PHILADELPHIA, PA -- After failing to qualify for the playoffs for a second time in seven years, it would seem the Philadelphia Flyers could be ready for yet another roster makeover during the upcoming offseason.

Even though they won their last four contests to end one game above .500 (23-22-3) -- the first time they were able to climb over the break-even point all year long -- the team underwhelmed greatly in guaranteeing a lockout-shortened season would come to an early finish.

The biggest components to the Flyers eventual 2012-13 downfall were:

An awful start. After a 3-2 loss to the Washington Capitals on February 1, the Flyers owned a league-worst 2-6-0 record. Despite being at the top of the NHL in 5-on-5 play, Philadelphia’s special teams were atrocious. They successfully killed only 67.7% of opponent’s man advantages (21-31) in their first seven games, while producing just five power play goals of their own in 37 chances (13.5%). The not-so special teams play proved deadly, and the points lost during this skid would eventually come painfully to the forefront at season's end.

5-on-5 play. After their brief time at the top of the league in even-strength play early on, the Flyers were awful at 5-on-5 for most of the remainder of the schedule.
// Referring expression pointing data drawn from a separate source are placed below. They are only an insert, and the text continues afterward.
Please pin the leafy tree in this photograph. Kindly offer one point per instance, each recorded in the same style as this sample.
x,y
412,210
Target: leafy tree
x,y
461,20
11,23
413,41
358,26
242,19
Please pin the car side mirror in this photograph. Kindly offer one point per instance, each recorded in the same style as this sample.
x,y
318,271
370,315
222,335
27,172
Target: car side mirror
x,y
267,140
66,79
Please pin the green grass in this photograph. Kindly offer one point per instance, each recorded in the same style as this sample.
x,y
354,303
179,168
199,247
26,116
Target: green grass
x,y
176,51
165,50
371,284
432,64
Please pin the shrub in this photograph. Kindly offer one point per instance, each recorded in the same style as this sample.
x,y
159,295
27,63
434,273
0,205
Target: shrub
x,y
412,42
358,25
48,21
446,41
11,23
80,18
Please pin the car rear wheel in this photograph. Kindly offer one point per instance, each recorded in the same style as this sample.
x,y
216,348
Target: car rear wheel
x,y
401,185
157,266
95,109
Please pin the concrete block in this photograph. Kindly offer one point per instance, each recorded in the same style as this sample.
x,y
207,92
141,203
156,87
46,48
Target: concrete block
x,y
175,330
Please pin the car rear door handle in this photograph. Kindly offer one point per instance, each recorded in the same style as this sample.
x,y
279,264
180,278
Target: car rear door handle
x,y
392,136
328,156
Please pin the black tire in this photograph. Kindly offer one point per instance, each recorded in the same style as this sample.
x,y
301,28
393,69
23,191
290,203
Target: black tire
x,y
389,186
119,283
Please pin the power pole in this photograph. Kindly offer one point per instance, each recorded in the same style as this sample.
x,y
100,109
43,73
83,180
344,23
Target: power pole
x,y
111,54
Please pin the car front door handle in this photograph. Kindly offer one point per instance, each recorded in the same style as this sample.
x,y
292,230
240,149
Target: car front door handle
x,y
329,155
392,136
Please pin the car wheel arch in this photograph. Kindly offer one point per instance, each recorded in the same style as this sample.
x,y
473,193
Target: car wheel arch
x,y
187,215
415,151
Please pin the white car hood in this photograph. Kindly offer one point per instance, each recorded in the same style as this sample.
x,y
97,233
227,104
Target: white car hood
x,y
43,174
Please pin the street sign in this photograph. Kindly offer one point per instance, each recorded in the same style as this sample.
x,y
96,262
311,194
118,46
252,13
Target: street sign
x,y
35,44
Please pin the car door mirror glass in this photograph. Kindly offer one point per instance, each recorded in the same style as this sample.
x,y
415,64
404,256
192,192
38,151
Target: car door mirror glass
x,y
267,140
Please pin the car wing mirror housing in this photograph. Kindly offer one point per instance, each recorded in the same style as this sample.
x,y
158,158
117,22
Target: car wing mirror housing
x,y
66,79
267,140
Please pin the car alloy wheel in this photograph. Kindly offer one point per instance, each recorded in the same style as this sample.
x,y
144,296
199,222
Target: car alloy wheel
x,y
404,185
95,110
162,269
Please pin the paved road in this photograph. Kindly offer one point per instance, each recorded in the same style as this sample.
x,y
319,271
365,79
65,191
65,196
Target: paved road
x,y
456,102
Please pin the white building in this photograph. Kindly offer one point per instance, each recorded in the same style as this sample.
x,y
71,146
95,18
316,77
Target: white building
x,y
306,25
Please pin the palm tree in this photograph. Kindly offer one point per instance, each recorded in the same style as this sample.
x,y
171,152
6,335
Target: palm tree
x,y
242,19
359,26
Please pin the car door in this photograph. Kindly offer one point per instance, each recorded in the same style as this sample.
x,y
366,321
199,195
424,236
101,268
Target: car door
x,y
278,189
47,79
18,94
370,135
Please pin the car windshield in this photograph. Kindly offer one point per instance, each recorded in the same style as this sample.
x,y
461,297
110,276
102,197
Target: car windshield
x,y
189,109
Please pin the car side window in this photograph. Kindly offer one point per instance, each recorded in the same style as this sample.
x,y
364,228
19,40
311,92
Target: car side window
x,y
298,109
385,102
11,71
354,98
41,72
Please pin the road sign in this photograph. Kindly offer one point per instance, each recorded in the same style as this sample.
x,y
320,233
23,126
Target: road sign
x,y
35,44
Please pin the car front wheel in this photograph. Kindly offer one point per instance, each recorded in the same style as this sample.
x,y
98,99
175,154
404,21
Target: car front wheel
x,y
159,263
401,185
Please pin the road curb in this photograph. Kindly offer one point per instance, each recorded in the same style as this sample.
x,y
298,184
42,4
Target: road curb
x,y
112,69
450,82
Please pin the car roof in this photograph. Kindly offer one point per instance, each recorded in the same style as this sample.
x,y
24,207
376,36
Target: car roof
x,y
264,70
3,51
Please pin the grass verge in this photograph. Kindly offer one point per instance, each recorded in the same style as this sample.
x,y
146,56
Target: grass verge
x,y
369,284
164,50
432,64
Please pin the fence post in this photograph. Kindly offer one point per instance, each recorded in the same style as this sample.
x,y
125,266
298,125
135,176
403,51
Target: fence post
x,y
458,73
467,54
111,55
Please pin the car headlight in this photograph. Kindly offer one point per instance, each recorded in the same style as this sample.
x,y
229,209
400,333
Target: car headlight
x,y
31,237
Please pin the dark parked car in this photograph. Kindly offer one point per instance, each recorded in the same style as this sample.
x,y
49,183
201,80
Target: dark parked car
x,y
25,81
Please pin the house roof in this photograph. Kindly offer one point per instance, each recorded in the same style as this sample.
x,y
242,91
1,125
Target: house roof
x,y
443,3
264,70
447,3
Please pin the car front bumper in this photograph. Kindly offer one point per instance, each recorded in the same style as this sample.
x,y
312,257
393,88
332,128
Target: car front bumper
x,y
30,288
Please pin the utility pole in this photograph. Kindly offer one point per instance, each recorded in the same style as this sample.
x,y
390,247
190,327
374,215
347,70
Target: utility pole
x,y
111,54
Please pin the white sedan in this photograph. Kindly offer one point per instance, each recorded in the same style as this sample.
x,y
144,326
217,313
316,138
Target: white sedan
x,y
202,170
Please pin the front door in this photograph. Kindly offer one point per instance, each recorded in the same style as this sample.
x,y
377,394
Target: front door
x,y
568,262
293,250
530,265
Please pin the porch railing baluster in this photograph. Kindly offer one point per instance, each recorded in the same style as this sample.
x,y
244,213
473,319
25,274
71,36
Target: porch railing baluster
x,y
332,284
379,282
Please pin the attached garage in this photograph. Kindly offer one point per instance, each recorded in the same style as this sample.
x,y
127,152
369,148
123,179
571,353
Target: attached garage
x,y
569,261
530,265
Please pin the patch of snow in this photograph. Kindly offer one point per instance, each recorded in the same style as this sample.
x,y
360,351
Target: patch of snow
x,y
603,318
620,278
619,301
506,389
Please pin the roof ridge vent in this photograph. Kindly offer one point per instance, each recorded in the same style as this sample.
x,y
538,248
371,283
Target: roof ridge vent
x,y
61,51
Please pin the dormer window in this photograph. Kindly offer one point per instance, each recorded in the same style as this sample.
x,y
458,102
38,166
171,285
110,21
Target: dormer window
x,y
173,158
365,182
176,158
A glance at the club's final stats show a roster riddled with large minus numbers in the plus / minus column. First-year Flyer Bruno Gervais was a team-worst -17, while Danny Briere was at the bottom of the forward position with a -13. Most of any offensive successes Philadelphia scrounged up for much of the season came via the power play.

Inconsistency. Philly’s longest winning streak was only two games heading into the latter stages of the year, until they were able to reel off two four-game stretches (late-March into April and another during the season's last four contests) near the end of the schedule. That’s an often fatal flaw, especially in an abbreviated, 48-game calendar. When you pair that with the fact they twice lost four straight games and also had two different losing streaks of three consecutive contests, it's easy to see how the Flyers missed the postseason. The streaky 'Jekyll and Hyde' persona was on full display during a 10-5 finish to the schedule when they scored 4.3 goals per game in games they won, while averaging an anemic 0.6 goals in their five defeats. The player perhaps best exemplifying Philadelphia’s hot-and-cold ways was Brayden Schenn, averaged nearly a point-per-game with six goals and 19 points in his first 22 contests, only to end the season with just two goals and eight points in his last 26 outings.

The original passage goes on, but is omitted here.